Continuum believe the principles of design thinking can provide value for non designers using design thinking in a few specific ways:
- Help entrepreneurs get to the right idea faster
- Support leaders to foster innovation
- Assist companies to confidently execute the right solutions
Ultimately, Continuum believe design thinking can develop MBA students’ understanding of what it takes to guide companies of all sizes from idea to execution.
This makes a lot of sense as an understanding of the design thinking methodology/mindset will give MBA students a decent understanding of the design process and how designers work and think. This in turn would enable them to be more supportive of design and better enabled to contribute to the process in a very different way as compared to other business thinking processes.
In the article, "8 Design Thinking Skills for Leadership Development", xxx mentions 8 skills that design thinking brings for leadership development. These skills are:
- Empathy
- Systems thinking
- Feedback and Continuous Improvement
- Questioning Mindset
- Collaboration and Facilitation
- Customer Centricity
- Coaching
- Change Management
In his Forbes article, "Why Design Thinking should also serve as a leadership philosophy "Jesse Himsworth of Clearwater discusses why the collaborative nature of design thinking is a vital technique for leaders to develop."

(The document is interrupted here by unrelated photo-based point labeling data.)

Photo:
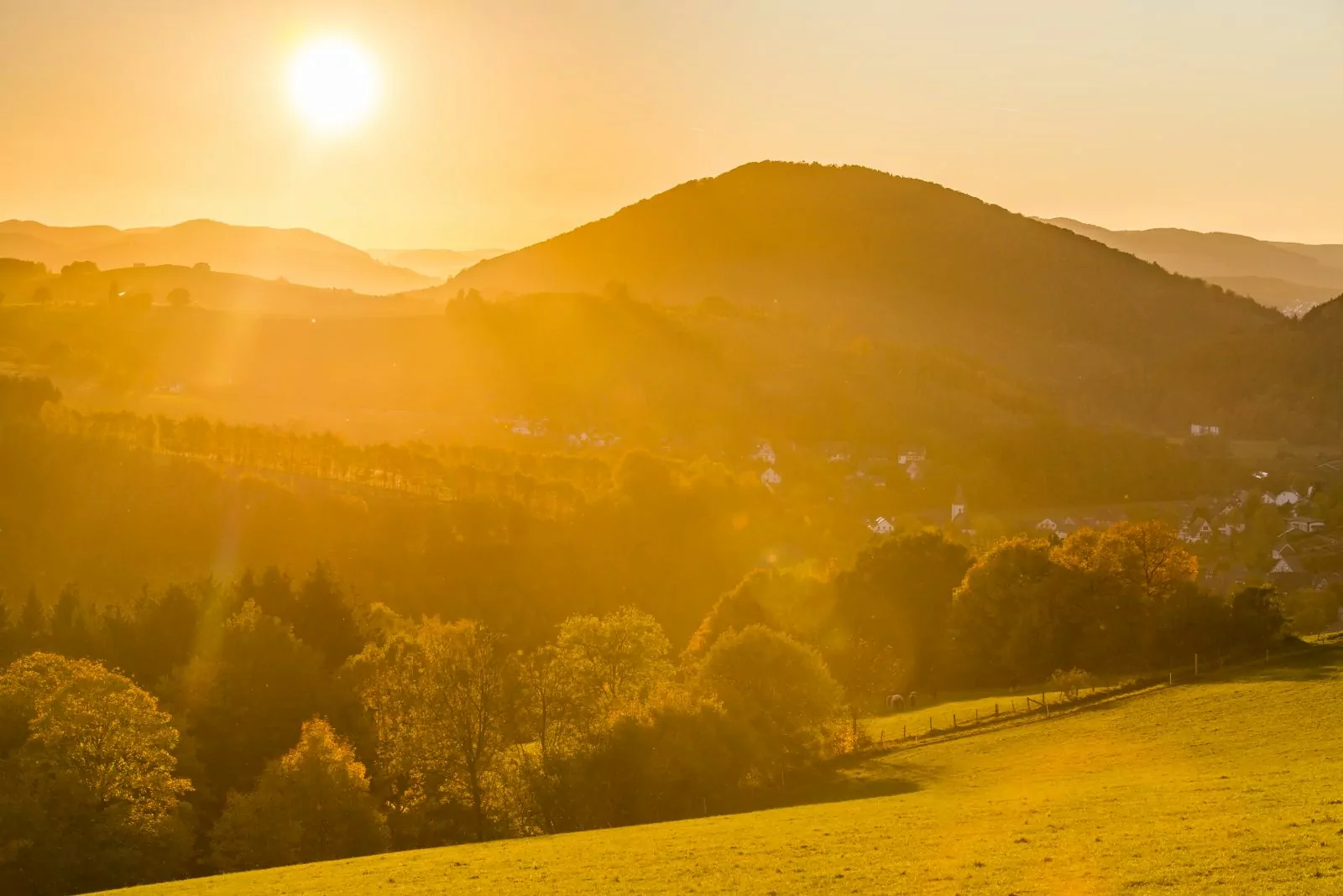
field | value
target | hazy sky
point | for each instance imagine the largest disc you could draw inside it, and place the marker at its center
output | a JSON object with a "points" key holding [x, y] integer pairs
{"points": [[507, 122]]}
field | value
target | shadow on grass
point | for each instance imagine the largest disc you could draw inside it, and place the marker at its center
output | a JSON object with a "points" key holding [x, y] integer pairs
{"points": [[841, 779], [1314, 663]]}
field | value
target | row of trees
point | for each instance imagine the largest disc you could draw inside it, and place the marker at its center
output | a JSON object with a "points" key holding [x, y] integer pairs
{"points": [[547, 484]]}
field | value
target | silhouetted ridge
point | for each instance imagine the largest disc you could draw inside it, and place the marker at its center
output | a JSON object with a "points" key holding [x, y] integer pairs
{"points": [[913, 260]]}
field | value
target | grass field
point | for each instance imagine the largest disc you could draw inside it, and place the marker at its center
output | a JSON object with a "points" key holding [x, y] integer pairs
{"points": [[1232, 785]]}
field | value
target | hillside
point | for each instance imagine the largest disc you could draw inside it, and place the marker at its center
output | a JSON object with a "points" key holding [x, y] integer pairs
{"points": [[297, 255], [907, 259], [1291, 277], [436, 263], [24, 284], [1228, 785]]}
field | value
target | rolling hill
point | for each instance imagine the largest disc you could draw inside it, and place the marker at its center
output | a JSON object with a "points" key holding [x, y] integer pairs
{"points": [[20, 282], [436, 263], [1226, 785], [1289, 277], [906, 259], [297, 255]]}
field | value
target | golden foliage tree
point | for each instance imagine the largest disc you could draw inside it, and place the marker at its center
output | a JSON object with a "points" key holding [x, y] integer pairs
{"points": [[436, 701], [312, 804], [87, 790]]}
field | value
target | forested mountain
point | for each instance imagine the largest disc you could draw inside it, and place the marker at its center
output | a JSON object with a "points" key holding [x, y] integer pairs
{"points": [[809, 302], [297, 255], [913, 262], [138, 287], [1291, 277]]}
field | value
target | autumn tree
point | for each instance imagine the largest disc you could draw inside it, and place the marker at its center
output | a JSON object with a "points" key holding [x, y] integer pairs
{"points": [[436, 699], [615, 660], [89, 797], [245, 696], [1152, 558], [1017, 615], [312, 804], [897, 600], [778, 687]]}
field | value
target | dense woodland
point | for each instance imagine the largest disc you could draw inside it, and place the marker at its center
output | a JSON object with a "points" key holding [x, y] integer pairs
{"points": [[557, 644], [279, 589]]}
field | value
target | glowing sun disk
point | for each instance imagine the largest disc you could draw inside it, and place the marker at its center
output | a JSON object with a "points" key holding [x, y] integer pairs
{"points": [[333, 83]]}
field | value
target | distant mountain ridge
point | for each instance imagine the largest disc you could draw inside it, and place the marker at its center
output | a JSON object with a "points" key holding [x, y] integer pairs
{"points": [[297, 255], [1289, 277], [436, 263], [911, 260]]}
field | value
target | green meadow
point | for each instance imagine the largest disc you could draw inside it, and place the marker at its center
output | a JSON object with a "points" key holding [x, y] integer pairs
{"points": [[1228, 785]]}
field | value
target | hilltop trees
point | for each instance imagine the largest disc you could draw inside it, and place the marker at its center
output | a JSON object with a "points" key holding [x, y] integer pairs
{"points": [[779, 688], [87, 792], [245, 698], [897, 597], [312, 804], [436, 696]]}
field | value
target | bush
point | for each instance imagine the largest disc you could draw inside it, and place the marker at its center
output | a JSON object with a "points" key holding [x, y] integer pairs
{"points": [[309, 805], [1071, 681], [87, 792], [779, 688]]}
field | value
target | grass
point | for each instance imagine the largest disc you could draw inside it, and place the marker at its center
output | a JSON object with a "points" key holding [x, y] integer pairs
{"points": [[1231, 785]]}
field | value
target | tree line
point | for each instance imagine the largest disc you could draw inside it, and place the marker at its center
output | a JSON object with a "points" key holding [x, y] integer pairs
{"points": [[270, 721]]}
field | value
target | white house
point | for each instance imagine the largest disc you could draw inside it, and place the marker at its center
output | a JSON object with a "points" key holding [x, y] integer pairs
{"points": [[958, 506], [765, 454], [1286, 566], [911, 455]]}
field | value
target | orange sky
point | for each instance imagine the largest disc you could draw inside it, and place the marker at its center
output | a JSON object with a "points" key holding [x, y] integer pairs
{"points": [[507, 122]]}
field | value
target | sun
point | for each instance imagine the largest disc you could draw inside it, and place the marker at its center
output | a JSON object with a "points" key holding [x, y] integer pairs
{"points": [[333, 83]]}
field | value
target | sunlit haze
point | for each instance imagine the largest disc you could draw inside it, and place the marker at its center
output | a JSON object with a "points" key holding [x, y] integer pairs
{"points": [[504, 123], [802, 448], [333, 83]]}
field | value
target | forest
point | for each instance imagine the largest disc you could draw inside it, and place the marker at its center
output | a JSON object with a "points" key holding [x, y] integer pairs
{"points": [[242, 649]]}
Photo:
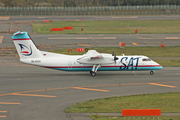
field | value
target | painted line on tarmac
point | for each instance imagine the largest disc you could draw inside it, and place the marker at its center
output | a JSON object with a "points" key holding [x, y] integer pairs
{"points": [[84, 45], [149, 38], [33, 95], [82, 87], [175, 38], [90, 89], [9, 103], [162, 85], [4, 18], [134, 43], [125, 17], [1, 39], [3, 111], [84, 38]]}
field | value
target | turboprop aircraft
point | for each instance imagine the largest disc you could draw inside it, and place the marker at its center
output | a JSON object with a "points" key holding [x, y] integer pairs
{"points": [[92, 61]]}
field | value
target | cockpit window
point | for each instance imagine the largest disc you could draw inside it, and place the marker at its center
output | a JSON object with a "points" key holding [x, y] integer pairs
{"points": [[146, 59]]}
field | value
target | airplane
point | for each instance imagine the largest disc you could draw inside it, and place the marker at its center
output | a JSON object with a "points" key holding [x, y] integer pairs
{"points": [[91, 61]]}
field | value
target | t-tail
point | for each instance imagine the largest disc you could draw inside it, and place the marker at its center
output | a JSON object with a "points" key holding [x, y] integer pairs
{"points": [[25, 46]]}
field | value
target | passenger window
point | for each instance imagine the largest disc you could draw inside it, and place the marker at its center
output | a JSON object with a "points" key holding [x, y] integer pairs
{"points": [[145, 59]]}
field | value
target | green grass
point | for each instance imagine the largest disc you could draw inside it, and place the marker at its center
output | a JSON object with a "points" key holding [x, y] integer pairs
{"points": [[99, 117], [167, 102], [111, 27]]}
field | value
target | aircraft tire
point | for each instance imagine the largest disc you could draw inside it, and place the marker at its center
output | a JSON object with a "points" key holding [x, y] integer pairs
{"points": [[151, 72], [93, 74]]}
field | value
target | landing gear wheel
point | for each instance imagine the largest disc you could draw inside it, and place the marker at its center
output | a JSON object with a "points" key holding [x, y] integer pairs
{"points": [[151, 72], [93, 73]]}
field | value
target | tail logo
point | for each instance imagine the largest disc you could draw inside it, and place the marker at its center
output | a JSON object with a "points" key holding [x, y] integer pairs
{"points": [[26, 51]]}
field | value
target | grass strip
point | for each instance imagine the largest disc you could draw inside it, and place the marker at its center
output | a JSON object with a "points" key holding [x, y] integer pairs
{"points": [[167, 102], [111, 27], [99, 117]]}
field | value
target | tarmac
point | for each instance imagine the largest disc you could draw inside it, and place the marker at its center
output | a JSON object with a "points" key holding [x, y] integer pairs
{"points": [[28, 92]]}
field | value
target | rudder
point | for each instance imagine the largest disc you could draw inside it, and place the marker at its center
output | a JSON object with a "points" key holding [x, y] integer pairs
{"points": [[25, 46]]}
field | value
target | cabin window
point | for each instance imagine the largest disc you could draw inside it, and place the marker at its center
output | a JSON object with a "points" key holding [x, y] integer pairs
{"points": [[146, 59]]}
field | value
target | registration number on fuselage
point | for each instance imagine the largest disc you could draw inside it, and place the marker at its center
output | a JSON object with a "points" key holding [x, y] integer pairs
{"points": [[129, 63]]}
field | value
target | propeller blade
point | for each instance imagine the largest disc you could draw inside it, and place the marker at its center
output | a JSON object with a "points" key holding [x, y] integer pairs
{"points": [[113, 53]]}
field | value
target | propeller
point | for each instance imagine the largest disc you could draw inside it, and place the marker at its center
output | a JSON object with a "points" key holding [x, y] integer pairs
{"points": [[115, 58]]}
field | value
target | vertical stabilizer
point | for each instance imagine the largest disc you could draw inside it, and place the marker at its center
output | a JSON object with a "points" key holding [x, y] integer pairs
{"points": [[25, 46]]}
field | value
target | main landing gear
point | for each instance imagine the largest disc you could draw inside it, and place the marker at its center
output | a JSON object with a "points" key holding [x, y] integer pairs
{"points": [[152, 72], [94, 70]]}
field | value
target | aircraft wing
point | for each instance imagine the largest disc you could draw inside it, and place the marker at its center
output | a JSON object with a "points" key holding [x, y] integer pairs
{"points": [[93, 57]]}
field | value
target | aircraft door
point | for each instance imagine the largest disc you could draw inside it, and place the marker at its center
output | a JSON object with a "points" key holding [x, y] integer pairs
{"points": [[69, 65]]}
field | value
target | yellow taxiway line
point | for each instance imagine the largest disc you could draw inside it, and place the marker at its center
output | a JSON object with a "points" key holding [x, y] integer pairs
{"points": [[84, 88], [9, 103], [134, 43], [84, 45], [90, 89], [162, 85]]}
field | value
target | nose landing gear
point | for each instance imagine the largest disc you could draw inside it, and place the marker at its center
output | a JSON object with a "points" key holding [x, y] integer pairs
{"points": [[94, 70]]}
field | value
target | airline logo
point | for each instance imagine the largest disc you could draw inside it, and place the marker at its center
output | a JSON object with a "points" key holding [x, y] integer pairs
{"points": [[26, 51]]}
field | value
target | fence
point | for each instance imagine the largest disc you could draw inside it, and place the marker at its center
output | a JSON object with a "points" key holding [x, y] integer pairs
{"points": [[103, 11]]}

He says that, "When you consider what's at the heart of your business problem and break down the barriers between your company and your customers, it quickly becomes clear that design thinking can alter your leadership approach for the better."
Design thinking teaches us to engage with end users by listening to their needs, cultivating empathy and brainstorming related solutions. As a leader, these skills will help you connect with the next generation of employees, inspiring them to do more innovative work on behalf of your whole business. Experience Point say that there are 5 things that design thinking will teach leaders
- Put customers first – knowing profits will follow
- Drive more productive collaborations
- Listen up
- Innovate and iterate
- push your people to excel
Like it or not, they say, the leaders who excel in today’s workplace look nothing like the bosses of days of yore; they need to be nurturing, intuitive and empathetic to employee needs.
If nothing else, design thinking forces leaders to look outside their organizations at their customers and through empathy, to see the world as they see it, not as the internal company portrays it. That shift in perspective in and of itself will create value for any corporation. Add t that the shift to a more collaborative way of thinking, a faster approach to testing when products and services are the right fit for the end user early on in the creation process ad it is very hard to see how design thinking will not bring value to leadership.